Kâr hırsı, korku yüzünden umuda tutunmaktır. Yarın, yeteri kadar birikim yaptığımda, zengin olduğumda yaşamaya başlayacağım diye düşünürsün, daha önce değil. Ama yarın hep yarın olarak kalacak ve sen asla yeterince zengin hissetmeyeceksin. Hissetmeyeceksin çünkü hırs seni bir dilenci yapar aslında. Sen imparator olmak istemektesindir ama bir dilenci olarak kalırsın. Hep ihtiyaç içinde hisseden ve türlü numaralarla etraftan kazanç elde etmeye çalışan bir dilenci olarak. Çünkü hırs kıyasın neticesidir. Sen bir mukayese içindesindir. Herkesle mukayese edersin kendini ve mutlaka birileri senden daha zengin olacaktır. Bir gün en zengin sen olsan dahi, bir başkasının serveti ile seni geçeceği korkusu veya servetini kaybedebilme korkusu seni yine hırslı tutacaktır. Zihnini, mukayese etme illetinden kurtaramazsın.

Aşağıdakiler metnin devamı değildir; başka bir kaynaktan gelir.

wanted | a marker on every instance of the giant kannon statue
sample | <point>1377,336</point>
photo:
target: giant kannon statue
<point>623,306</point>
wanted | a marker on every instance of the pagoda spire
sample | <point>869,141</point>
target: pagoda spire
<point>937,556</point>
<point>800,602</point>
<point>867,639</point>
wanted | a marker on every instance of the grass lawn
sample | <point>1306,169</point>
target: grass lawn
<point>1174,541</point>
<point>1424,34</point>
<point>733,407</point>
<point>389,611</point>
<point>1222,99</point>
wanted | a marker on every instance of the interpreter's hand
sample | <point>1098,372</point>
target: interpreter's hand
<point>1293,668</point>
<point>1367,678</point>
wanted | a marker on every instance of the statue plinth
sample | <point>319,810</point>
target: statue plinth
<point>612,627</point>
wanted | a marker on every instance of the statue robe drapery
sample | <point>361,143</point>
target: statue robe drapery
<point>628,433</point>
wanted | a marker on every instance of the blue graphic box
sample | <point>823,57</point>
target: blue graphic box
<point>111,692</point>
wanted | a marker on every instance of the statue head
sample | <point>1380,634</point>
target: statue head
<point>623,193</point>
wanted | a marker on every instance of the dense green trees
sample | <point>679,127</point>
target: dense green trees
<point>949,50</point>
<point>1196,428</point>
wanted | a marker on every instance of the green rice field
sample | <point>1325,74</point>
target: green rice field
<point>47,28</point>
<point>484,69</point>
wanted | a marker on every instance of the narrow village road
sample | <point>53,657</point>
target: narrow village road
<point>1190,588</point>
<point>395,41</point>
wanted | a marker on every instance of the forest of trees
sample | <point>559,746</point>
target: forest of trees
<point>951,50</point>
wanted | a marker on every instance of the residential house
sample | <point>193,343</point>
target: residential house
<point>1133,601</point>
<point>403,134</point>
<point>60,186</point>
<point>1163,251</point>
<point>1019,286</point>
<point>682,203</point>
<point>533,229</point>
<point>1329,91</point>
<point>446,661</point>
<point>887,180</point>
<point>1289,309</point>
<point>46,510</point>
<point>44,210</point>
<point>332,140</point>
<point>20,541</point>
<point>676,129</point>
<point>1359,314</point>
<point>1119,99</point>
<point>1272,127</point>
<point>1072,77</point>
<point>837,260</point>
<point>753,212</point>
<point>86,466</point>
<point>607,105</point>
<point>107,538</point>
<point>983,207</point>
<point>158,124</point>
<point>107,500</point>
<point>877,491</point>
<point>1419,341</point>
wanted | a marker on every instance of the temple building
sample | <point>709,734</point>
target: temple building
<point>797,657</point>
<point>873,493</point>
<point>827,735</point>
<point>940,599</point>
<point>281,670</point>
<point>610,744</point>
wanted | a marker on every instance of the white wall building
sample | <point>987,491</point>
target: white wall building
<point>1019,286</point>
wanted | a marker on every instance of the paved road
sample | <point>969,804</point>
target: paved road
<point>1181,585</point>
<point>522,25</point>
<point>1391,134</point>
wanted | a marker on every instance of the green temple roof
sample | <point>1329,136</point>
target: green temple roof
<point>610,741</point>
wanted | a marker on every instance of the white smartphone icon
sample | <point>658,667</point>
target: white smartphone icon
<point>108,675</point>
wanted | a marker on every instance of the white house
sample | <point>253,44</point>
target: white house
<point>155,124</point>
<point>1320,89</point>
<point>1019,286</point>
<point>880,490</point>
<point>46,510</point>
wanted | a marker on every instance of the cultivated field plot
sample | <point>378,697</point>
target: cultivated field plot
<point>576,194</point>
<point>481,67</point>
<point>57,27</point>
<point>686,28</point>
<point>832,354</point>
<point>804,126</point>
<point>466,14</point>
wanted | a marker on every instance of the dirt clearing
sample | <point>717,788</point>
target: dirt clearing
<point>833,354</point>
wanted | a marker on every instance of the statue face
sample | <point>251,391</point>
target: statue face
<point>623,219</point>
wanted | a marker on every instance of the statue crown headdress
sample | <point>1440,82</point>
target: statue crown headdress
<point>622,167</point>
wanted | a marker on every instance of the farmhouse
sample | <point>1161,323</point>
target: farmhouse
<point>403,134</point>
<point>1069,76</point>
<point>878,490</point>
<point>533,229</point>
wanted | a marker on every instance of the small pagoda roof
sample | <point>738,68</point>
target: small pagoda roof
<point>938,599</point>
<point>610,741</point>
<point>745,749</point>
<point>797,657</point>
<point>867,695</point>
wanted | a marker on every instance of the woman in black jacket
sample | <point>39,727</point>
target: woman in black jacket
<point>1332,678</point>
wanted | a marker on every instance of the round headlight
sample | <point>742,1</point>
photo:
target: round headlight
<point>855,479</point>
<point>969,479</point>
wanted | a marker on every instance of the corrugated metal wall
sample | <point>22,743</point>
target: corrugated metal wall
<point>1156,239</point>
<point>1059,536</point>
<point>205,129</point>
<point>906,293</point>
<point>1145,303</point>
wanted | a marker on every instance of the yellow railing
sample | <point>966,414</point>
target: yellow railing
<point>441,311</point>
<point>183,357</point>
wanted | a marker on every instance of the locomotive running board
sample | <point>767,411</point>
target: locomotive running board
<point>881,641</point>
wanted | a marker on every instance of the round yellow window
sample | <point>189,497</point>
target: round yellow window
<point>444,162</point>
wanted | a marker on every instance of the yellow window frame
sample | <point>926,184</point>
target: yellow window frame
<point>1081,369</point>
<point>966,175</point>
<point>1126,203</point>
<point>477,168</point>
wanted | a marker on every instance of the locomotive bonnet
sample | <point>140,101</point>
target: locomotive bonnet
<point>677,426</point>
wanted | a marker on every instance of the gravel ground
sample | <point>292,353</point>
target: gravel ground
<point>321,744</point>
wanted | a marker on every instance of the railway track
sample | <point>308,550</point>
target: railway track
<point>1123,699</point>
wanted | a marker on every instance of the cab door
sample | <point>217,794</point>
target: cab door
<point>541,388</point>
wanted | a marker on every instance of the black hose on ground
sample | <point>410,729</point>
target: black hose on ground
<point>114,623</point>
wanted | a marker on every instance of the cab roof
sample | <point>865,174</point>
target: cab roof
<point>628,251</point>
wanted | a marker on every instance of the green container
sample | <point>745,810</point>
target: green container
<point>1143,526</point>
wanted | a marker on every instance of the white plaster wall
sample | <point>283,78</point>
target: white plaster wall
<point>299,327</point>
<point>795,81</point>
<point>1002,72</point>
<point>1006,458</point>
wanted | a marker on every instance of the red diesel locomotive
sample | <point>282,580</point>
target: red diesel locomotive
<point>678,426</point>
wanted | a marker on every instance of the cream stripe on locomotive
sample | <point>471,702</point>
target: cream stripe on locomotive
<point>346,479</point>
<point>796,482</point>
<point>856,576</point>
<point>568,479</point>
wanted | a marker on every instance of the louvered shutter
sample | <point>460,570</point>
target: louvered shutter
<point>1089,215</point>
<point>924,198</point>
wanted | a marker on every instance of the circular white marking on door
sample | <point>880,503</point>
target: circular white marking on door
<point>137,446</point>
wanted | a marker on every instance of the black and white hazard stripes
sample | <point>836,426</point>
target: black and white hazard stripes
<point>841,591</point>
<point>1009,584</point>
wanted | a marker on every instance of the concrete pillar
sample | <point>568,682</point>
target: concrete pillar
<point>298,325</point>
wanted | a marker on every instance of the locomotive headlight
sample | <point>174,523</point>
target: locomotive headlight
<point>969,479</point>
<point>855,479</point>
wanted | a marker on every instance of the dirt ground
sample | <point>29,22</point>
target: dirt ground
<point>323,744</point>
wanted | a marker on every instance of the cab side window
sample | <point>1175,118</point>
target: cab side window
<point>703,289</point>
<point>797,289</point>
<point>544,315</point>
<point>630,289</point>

Senin zihnin bir hesap makinesine dönüşmüştür. Kıyas etmektesindir çünkü senlik benlik içindesindir. Kendini dünyadan koparmış, bütünden ayırmışsındır. Yaprak ağacın uzantısı olduğunu unutup ağaca isyan etmiştir. Ve onun içinde diğer tüm yaprakları rakip görmektedir. Korkmaktadır onlardan. Kendini güvenceye alabilmek için güç devşirmek zorundadır. Güç kazanmak zorundasındır. Ve dünya da herkesin ihtiyaç duyduğu bu güç somutlaştırılarak kullanımı pratik bir hale getirilmiş ve ona para denmiştir. Bugün ekonomi denen şey bu gücün kazanılabilmesi için yapılan faaliyetler bütünüdür, ihtiyaçların giderilmesi için değil. Daha doğrusu sevmeyen ve dolayısı ile de sevilmeyen insanların karşılıklı olarak birbirlerinden korkar halde olması yüzünden güvence en büyük ihtiyaca dönüşmüş ve bu güvencenin sevgi dışı yapay yollardan temini için gereken güç te kapital denen şeye dönüşmüştür. Herşeye yeten sevginin yokluğu yüzünden bugün geri kalan tüm ihtiyaçların tatmini kapital denen bu tek araç ile mümkün hale gelmiştir.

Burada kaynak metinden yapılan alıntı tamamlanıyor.